Functional programming has immutable data structures and no side effect which are inherently suitable for parallel programming.
That is a common misconception. Parallelism is solely about performance and purity usually degrades performance. So purely functional programming is not a good starting point if your objective is performance. In general, purity means more allocation and worse locality. In particular, purely functional data structures replace arrays with trees and that incurs many more allocations and places far more burden on the garbage collector.
For example, measure the performance of the elegant purely functional "quicksort" in Haskell. Last time I checked, it was thousands of times slower than Sedgewick's conventional imperative solution on my machine.
Also, nobody has ever managed to implement an efficient dictionary data structure (pure or impure) or an efficient purely-functional sort in Haskell and nobody has figured out how to write an asymptotically efficient persistent disjoint set data structure and there is no known way to implement other basic data structures like purely functional weak dictionaries!
Moreover, the garbage collector in the defacto-standard Haskell implementation (GHC) is heavily optimized for pure code at the expense of mutation. For example, GHC's hash table is still 26× slower than .NET's.
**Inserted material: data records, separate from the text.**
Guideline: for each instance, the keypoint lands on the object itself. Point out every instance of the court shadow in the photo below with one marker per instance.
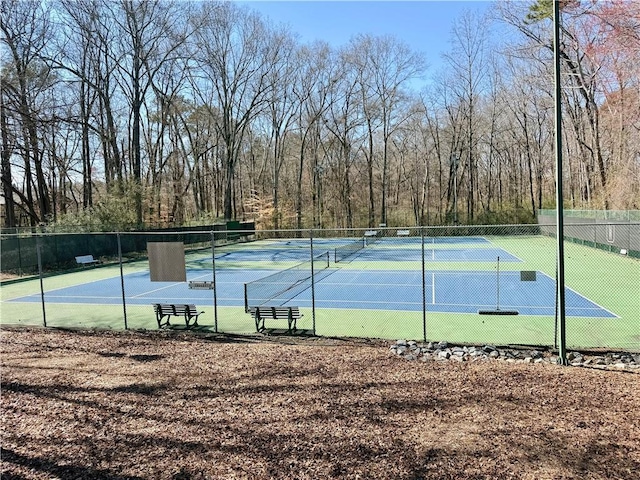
(301, 332)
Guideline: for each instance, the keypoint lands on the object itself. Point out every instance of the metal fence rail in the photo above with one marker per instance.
(413, 282)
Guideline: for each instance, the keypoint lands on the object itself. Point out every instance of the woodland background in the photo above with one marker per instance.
(120, 114)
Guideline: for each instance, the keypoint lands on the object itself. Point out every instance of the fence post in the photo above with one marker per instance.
(124, 301)
(313, 294)
(215, 293)
(424, 290)
(44, 310)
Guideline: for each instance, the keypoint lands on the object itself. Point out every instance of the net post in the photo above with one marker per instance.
(313, 281)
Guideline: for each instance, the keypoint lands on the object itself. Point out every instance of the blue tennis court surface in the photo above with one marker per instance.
(370, 254)
(446, 291)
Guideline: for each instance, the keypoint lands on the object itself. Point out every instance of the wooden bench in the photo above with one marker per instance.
(166, 310)
(290, 314)
(85, 260)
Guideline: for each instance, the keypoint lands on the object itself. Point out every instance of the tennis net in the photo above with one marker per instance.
(280, 287)
(345, 251)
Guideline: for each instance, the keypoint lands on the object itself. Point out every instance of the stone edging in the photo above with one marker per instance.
(442, 351)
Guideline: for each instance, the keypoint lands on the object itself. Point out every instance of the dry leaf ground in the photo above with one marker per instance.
(100, 405)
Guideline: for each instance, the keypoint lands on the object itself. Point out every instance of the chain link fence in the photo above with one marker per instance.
(463, 284)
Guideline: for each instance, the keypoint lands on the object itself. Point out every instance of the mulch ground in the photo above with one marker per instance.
(134, 405)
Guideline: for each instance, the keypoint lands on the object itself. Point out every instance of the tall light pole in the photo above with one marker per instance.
(559, 205)
(454, 161)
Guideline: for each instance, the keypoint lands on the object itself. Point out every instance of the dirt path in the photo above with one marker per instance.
(173, 406)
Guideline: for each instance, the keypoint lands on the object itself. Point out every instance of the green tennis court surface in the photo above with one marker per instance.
(376, 291)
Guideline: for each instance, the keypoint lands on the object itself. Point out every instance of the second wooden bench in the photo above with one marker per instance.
(290, 314)
(164, 311)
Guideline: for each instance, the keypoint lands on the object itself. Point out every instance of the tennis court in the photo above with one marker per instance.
(373, 290)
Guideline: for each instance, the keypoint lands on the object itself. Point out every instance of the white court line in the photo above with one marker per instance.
(580, 295)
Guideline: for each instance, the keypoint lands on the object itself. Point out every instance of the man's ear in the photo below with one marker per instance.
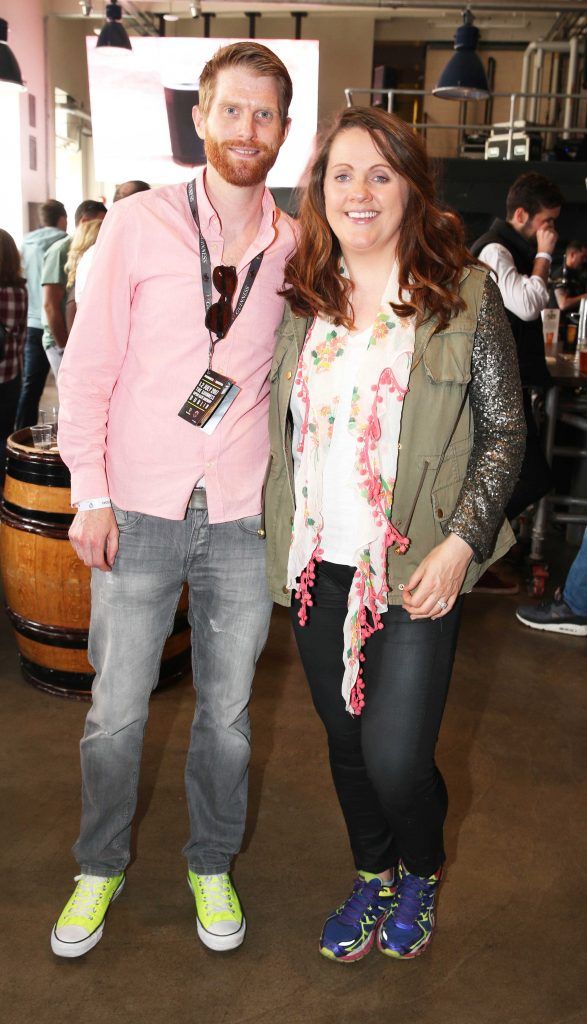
(520, 216)
(286, 128)
(199, 122)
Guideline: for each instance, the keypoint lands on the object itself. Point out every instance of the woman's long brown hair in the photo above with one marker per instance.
(431, 251)
(10, 271)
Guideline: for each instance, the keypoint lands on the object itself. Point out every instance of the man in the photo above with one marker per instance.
(35, 364)
(519, 251)
(122, 192)
(129, 188)
(54, 280)
(567, 612)
(570, 288)
(162, 500)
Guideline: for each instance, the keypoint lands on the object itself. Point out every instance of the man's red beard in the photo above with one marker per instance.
(240, 171)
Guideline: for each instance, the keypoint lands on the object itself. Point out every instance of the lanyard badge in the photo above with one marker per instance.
(214, 393)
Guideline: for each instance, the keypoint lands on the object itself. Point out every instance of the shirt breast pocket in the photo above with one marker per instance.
(448, 355)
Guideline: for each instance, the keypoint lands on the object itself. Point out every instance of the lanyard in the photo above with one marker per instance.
(206, 265)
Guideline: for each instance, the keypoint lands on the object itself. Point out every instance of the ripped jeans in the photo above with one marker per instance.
(132, 613)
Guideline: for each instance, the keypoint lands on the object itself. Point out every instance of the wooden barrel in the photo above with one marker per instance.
(46, 587)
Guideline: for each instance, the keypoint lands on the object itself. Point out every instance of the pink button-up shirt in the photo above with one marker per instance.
(139, 345)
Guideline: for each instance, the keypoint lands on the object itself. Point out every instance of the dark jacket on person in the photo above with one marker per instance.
(528, 334)
(461, 439)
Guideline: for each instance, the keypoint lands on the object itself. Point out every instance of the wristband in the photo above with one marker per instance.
(94, 503)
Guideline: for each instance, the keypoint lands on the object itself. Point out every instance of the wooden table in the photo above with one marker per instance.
(564, 408)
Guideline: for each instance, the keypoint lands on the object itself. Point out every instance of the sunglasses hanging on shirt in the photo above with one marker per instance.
(214, 393)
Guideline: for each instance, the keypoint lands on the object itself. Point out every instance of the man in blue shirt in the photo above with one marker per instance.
(36, 366)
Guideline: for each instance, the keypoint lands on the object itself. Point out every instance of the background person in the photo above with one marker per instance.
(567, 612)
(35, 363)
(85, 237)
(12, 334)
(54, 282)
(570, 288)
(405, 437)
(160, 501)
(519, 251)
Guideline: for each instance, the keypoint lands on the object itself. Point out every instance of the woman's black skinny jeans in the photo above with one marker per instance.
(392, 796)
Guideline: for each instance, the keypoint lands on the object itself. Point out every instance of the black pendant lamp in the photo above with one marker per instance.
(464, 76)
(114, 33)
(9, 70)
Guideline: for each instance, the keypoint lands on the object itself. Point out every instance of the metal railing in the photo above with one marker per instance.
(509, 126)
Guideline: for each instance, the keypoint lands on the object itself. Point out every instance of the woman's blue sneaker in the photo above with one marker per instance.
(349, 932)
(409, 926)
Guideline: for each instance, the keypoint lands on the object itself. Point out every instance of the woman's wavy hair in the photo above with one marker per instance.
(10, 268)
(84, 237)
(431, 250)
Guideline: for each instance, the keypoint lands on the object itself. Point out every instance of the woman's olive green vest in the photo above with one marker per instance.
(435, 440)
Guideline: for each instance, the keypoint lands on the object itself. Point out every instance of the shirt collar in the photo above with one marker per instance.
(210, 222)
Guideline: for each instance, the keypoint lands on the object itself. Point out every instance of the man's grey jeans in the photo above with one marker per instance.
(132, 613)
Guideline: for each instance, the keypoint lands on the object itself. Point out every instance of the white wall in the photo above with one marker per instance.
(26, 38)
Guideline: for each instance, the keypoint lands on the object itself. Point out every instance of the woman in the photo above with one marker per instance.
(12, 333)
(396, 423)
(84, 238)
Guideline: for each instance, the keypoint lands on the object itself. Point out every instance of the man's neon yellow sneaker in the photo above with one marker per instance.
(81, 923)
(220, 920)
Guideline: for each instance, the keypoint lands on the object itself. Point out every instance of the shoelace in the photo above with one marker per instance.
(86, 896)
(216, 893)
(363, 895)
(414, 897)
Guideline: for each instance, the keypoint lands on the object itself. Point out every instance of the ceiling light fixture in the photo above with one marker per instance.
(464, 76)
(114, 33)
(9, 71)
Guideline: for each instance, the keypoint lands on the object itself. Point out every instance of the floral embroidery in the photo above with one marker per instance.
(380, 329)
(327, 351)
(374, 423)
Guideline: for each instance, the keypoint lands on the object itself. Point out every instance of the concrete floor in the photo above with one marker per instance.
(511, 938)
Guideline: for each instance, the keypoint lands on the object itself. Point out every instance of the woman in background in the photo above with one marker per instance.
(396, 436)
(13, 305)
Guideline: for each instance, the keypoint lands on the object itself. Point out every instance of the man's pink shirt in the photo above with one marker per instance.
(138, 346)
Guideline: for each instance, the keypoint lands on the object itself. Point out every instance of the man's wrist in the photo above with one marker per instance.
(93, 503)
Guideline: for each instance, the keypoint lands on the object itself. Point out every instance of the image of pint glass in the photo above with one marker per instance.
(550, 320)
(186, 147)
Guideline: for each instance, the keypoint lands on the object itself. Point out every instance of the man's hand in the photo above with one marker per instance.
(546, 239)
(438, 578)
(94, 538)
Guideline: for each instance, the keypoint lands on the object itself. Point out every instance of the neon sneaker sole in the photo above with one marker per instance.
(411, 954)
(357, 954)
(73, 949)
(218, 943)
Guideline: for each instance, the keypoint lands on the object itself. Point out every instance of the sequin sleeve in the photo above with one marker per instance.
(495, 396)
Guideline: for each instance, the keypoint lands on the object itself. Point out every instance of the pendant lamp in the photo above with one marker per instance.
(9, 71)
(464, 76)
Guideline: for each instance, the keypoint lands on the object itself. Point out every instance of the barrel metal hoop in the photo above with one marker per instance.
(51, 524)
(43, 473)
(52, 636)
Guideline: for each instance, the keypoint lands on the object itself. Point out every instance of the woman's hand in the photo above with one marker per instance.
(433, 587)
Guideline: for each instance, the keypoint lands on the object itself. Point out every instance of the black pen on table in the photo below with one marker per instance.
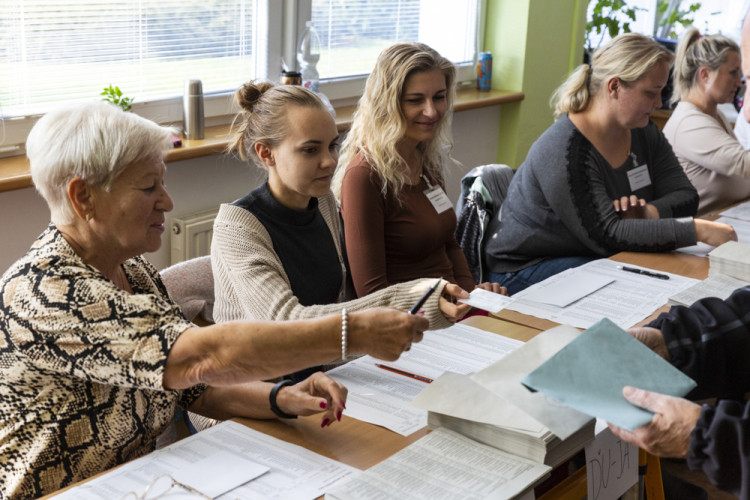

Historically, the performance of mutation was considered so unimportant in Haskell that writing a single pointer to an array was an O(n) operation in GHC for five years.
I investigate how to exploit multicore computation in a functional language, and target production code for some numerical applications.
The best way I have found is to learn how to write decent parallel programs for multicores in the imperative style (study Cilk, in particular) and then factor the code using first-class functions and tail call elimination into the impure functional style.
This means cache oblivious data structures and algorithms. Nobody has ever done this in Haskell. Indeed, none of the research published on parallel Haskell to-date has even mentioned the essential concept of cache complexity. Furthermore, although it is widely known that non-strict (aka lazy) evaluation renders space consumption unpredictable, it is not yet widely appreciated that this same problem renders scalability wildly unpredictable on multicores.
F# has Microsoft behind its back, and its parallel constructs such as PLINQ, TPL, Async Workflow have been well-documented and shown some potentials.
They are well beyond showing potential. Thousands of commercial applications have been built upon those industrial-strength foundations.
However, research about parallelism in Haskell is very active at the moment, and it posseses many nice features which haven't supported by F# yet:
You are assuming they are "nice features"? Read Simon Marlow's latest paper about this:
"...a combination of practical experience and investigation has lead us to conclude that this approach is not without drawbacks. In a nutshell, the problem is this: achieving parallelism with par requires that the programmer understand operational properties of the language that are at best implementation-defined (and at worst undefined). This makes par difficult to use, and pitfalls abound — new users have a high failure rate..."
My question is which language should I choose for functional parallelism?
I'd advise against parallel purely functional code for production because it is a complete wild card. Assuming you're happy to sacrifice some purity in order to attain competitive performance, I use and recommend F#.


coco said...

interesting..I was using clojure and now I'm learning f#, It's very common listen about the clojure-jvm power for concurrence and parallel programming, but now than I'm using the clr and mono is really impressing how prehistoric feels the jvm, actually when .Net was moving fast creatng a better environment for parallel and concurrent programming, the jvm discuss if lambdas was a good idea for the java language....

Jon Harrop said...

@coco: Yes, I believe the time is ripe for a competitor to the JVM that leap frogs it and brings the benefits of .NET to the non-Microsoft world. In particular, the software development tools available for mobile targets (e.g. iOS) are dire compared to desktop tools.